The research group “Hydrolab” coordinated by Prof. Salvatore Manfreda participates in the COST project “Harmonious – Harmonisation of UAS techniques for agricultural and natural ecosystems monitoring” with research teams from important European universities (Manfreda et al., 2018). The research activities related to the WG4 “River morphology and streamflow monitoring” aim to provide a scientific contribution to the definition of guidelines for river monitoring using Unmanned Aerial Systems (UASs). The research activities are addressed to the identification of methodologies and procedures to optimise surface flow velocities estimation by field experiences and numerical modelling. Specifically, the research activities concern the analysis of surface velocity field from optical sensors mounted on mobile platforms (UAS).
The research contributions involve the following topics: 1) the construction of a database of case studies with supporting benchmark measurements; 2) the experimentation of image pre-processing techniques to optimise surface velocity estimates; 3-4) the application and comparison of image velocimetry techniques and tools to real case studies; and, 5) the elaboration of guidelines for hydrological monitoring by UAS.
The Hydrolab research group in the last years has actively contributed to:
(1) the construction of a database of case studies conducted in different river systems of the Basilicata region using optical systems from UAS and current meter techniques for surface velocity estimations. These field experiences are part of the video collection published by Perks et al. (2020), containing 13 case studies conducted in 6 different countries in the world. The database contains pre-processed frames and reference measurements.
(2a) the implementation and comparison of image stabilisation techniques aimed at removing the effects of camera movements induced by wind, vibrations or operator inexperience (http://10.5194/hess-2021-112). VISION software is an open-source tool written in Matlab for video stabilisation using the automatic detection of key features without direct operator control. Code is available at the following web address: http://10.17605/OSF.IO/HBRF2.

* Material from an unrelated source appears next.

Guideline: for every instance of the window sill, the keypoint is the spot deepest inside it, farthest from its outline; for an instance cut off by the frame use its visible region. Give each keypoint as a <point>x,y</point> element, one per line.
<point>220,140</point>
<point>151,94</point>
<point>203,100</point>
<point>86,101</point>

(2b) the identification and quantification of spatial and temporal characteristics of seeding during the acquisition time to maximise the performance of image processing techniques. For this purpose, three metrics have been introduced based on the calculation of the (i) seeding density, (ii) index of dispersion of tracers, and (iii) coeﬃcient of variation of tracer dimension. These metrics have statistical significance on image-based performances as reported in Dal Sasso et al. (2020).

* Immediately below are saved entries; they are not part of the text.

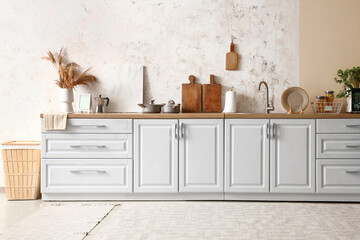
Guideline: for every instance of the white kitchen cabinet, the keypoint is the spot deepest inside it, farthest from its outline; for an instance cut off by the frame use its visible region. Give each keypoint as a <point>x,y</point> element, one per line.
<point>292,161</point>
<point>156,155</point>
<point>338,146</point>
<point>86,146</point>
<point>247,155</point>
<point>201,155</point>
<point>338,176</point>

Simultaneously, the generation of synthetic images reproducing some river conditions allowed to quantify the error associated with the Particle Tracking Velocimetry (PTV) and Large Scale Particle Image Velocimetry (LSPIV). Using this framework, Pizarro et al. (2020) introduced the Seeding Distribution Index (SDI) as a parameter that synthesises the seeding conditions in the field, merging seeding and spatial distribution characteristics. This dimensionless index was tested in some field case studies for describing the heterogeneous spatial distribution of tracers and the tendency to form clusters.
The synthetic images and the calculation codes relating to the metrics and the SDI index are published at the following link: https://doi.org/10.17605/OSF.IO/8EGQW.
The SDI index combined with a novel methodology of video acquisitions can allow to identify the best footage to analyse limiting processing times. This procedure has been successfully applied in several case studies and at various spatial scales (cross-section and sub-sectors), improving optical image processing techniques by 20-50%. These findings are reported in the works of Pizarro et al. (2020) and Dal Sasso et al. (2021). Code relating to this methodology is available at the following link: 48310.17605/OSF.IO/3AJNR.
(3-4) A comparison between image processing techniques and software on a real case study is reported in Pearce et al. (2020). In this work, a sensitivity analysis of the characteristic parameters of the individual techniques is carried out. Regarding the PTV technique, the results obtained in the work of Dal Sasso et al. (2018), regarding the identification of the optimal setting using synthetic images, have been used for this purpose.
(5) The activities carried out and in progress are aimed to draw up the guidelines for hydrological monitoring From UAS. The chapter of Manfreda et al. (2019) provides the first contribution in this direction “New Insights Offered by UAS for River Monitoring” (10.1201/9780429244117-10) contained in the book “Applications of Small Unmanned Aircraft Systems” edited by Sharma.